In the Client Portal, i notice any clients I used the same email address for, have a select box (at the top of the Client Portal, in the header), that allows them to select from different client account, that used the same email address.
Is there a setting were i can stop this from happening please?
As this is a security risk!
A user could enter the email address of a competitor, and then would have access to their accounts/Client Portal…
If there is no setting for this, i feel it needs adding ASAP (Invoice Ninja is clearly linking the emails and clients. Hopefully this is a setting i am not able to find)
My sites allow for sign-ups.
I only allow a unique email address, per customer.
However on the billing side of things, it is viable that the customer would use a different “billing email address”.
At present i am allowing them to enter any “billing email address”
1 i could force the customer to use their unique email address, but as said above, it is viable that they may have a different email they would like to use for billing.
OR
2. i could do a lookup via the API, to check that the email is not already in use, before i add the client, however, i feel this is a work around (and the lookup would take server resources)
It is also viable that i can have separate customers, but are part of the same company (or advertising management agency (we sell advertising)), so could viably have the same billing email address
I will have to try the API look up option (although there are viable situations where separate clients could want to use the same billing address)

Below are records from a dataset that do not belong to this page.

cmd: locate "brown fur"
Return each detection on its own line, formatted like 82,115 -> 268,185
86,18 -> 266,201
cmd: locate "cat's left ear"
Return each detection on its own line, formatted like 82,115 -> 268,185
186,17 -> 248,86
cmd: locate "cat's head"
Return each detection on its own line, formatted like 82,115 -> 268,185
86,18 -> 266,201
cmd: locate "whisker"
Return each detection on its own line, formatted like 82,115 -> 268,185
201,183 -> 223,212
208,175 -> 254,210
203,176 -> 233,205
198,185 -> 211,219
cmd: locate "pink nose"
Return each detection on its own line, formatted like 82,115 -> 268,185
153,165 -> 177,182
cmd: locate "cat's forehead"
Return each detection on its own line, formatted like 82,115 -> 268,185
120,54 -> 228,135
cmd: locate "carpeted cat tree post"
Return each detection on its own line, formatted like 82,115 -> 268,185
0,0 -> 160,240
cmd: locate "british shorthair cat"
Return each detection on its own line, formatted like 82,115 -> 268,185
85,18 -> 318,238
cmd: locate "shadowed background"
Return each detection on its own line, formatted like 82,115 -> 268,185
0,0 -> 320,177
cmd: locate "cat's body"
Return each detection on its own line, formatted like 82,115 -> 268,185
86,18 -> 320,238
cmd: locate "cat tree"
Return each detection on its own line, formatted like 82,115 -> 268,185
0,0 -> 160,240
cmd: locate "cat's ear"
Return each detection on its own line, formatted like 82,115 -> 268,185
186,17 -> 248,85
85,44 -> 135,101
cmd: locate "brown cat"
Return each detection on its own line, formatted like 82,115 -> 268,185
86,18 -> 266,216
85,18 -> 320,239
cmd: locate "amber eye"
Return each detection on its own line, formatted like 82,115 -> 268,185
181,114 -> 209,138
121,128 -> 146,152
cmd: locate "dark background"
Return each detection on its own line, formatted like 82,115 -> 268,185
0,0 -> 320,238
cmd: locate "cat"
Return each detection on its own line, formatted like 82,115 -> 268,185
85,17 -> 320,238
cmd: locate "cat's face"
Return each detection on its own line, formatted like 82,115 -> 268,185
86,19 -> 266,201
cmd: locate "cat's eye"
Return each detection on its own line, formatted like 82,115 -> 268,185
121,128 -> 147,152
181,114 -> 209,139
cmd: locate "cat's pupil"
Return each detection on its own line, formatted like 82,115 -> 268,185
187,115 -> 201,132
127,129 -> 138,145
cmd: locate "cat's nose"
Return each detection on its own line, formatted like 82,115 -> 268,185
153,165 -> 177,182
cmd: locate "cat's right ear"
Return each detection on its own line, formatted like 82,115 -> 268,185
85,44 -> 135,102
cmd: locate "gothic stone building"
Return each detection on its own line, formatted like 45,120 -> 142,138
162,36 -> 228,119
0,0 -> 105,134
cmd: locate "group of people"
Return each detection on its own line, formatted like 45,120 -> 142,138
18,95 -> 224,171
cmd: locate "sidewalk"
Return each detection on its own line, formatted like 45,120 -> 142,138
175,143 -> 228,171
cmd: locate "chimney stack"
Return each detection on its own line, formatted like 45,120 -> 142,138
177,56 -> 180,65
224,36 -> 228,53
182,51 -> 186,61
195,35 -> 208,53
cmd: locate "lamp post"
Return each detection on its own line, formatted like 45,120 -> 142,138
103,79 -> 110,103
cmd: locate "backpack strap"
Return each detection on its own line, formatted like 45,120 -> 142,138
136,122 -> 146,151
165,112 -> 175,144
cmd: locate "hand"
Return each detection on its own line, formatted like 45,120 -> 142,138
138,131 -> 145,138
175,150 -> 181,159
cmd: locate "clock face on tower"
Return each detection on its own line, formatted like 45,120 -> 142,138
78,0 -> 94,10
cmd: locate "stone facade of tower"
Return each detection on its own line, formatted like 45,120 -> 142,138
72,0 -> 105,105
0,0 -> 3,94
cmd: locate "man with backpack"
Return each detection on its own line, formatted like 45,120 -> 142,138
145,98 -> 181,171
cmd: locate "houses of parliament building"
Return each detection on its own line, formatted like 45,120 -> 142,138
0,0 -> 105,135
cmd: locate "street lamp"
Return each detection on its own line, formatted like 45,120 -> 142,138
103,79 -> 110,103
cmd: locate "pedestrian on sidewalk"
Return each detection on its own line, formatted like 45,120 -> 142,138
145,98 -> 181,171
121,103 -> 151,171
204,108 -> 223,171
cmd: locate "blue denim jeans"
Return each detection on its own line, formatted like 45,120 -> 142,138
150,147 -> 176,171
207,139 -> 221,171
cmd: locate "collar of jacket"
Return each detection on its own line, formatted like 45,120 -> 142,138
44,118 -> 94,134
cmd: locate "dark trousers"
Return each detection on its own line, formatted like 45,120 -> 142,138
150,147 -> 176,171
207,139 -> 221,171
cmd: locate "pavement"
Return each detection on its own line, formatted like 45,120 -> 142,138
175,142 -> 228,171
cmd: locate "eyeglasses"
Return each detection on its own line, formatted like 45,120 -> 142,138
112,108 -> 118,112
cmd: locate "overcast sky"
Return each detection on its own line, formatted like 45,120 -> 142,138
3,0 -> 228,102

Or it may be better for me to force the user to use their already unique email address.
clients would need access to the email address to access the client portal.

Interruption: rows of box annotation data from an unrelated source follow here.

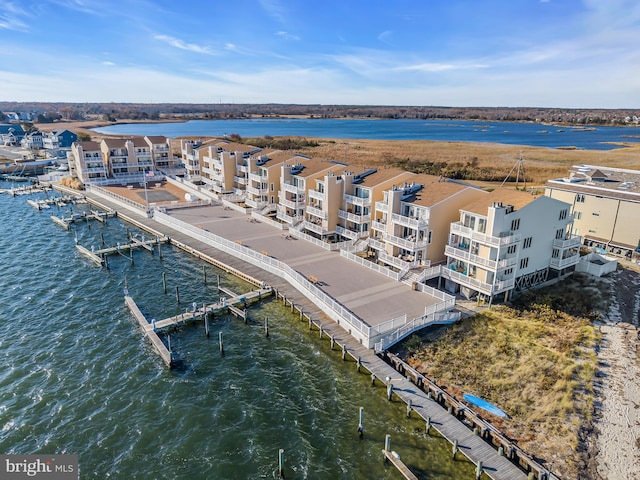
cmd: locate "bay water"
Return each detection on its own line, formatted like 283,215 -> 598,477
0,183 -> 474,479
94,118 -> 640,150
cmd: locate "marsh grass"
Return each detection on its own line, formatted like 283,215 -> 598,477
401,278 -> 600,478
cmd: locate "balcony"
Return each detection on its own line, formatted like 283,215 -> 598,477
391,213 -> 429,230
278,197 -> 304,209
451,222 -> 522,247
306,205 -> 329,220
336,226 -> 369,240
553,236 -> 582,250
344,194 -> 371,207
338,210 -> 371,224
249,173 -> 266,183
302,221 -> 329,235
282,183 -> 304,195
309,190 -> 325,200
549,251 -> 580,270
375,202 -> 389,212
382,233 -> 427,252
371,220 -> 387,232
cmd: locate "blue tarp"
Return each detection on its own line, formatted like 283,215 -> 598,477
462,393 -> 509,418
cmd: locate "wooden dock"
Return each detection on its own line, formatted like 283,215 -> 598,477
124,287 -> 273,368
51,210 -> 117,230
124,295 -> 175,368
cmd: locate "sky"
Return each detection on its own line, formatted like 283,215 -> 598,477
0,0 -> 640,108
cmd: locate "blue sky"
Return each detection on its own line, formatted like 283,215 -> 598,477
0,0 -> 640,108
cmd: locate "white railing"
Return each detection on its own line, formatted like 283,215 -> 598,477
451,222 -> 522,247
374,202 -> 389,212
553,236 -> 582,250
308,190 -> 325,200
306,205 -> 329,220
391,213 -> 429,230
155,212 -> 373,348
382,233 -> 427,252
549,251 -> 580,269
338,210 -> 371,223
444,245 -> 498,271
302,220 -> 327,235
344,193 -> 371,207
371,220 -> 387,232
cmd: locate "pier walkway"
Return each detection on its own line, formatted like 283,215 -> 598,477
58,187 -> 536,480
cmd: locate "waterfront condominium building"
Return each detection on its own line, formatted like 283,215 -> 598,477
369,174 -> 486,271
440,188 -> 581,301
245,150 -> 303,215
68,142 -> 108,185
276,154 -> 344,228
336,167 -> 415,241
196,140 -> 262,197
545,165 -> 640,258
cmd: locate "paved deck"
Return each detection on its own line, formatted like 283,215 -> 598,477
168,206 -> 440,327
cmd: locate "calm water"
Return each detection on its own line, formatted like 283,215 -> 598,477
0,184 -> 474,479
95,118 -> 640,150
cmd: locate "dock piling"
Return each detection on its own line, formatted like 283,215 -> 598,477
278,448 -> 284,479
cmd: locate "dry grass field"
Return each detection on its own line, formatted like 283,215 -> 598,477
399,275 -> 606,479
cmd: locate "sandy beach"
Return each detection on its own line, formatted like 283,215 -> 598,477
589,269 -> 640,480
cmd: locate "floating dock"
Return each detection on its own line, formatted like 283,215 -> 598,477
51,210 -> 118,230
75,235 -> 169,266
124,287 -> 273,368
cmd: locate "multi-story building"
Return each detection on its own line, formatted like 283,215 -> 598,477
545,165 -> 640,257
276,154 -> 344,227
440,189 -> 581,302
144,135 -> 182,173
68,142 -> 108,185
336,167 -> 415,241
369,175 -> 485,271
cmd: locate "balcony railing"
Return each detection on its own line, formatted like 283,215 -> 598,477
371,220 -> 387,232
302,221 -> 328,235
451,222 -> 522,247
306,205 -> 328,220
344,194 -> 371,207
338,210 -> 371,223
375,202 -> 389,212
282,183 -> 304,195
549,255 -> 580,270
382,233 -> 427,252
553,236 -> 582,250
391,213 -> 429,230
309,190 -> 325,200
444,245 -> 498,271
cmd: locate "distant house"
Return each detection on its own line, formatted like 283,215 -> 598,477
42,129 -> 78,150
0,123 -> 24,145
20,130 -> 45,150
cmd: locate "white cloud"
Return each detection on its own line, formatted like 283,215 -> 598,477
153,35 -> 215,55
0,1 -> 29,32
276,31 -> 300,41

Not necessarily, not if i am using the returned date Invoice Link, and displaying this link to my user on the website (my user is logged in at this point, so i feel safe to display the link to them). The invoice notification is also emailed to them, but to make things as user friendly as possible, i also display the link to them (well a “pay now” button)
I kind of agree, it is not much of a security risk, although the way i am using your system, it is kind of a little bit (well more data protection, than a technical security risk).
It would be nice to have a setting of “do not link clients by email” for within the portal. This would work for me, and not need me to check on unique email addresses for clients
Thanks for all the help i get here, to my many questions…
Jon
I’m not sure it would be possible to unlink clients with the same email address. If you can access the email you can use the password recover feature to access the account.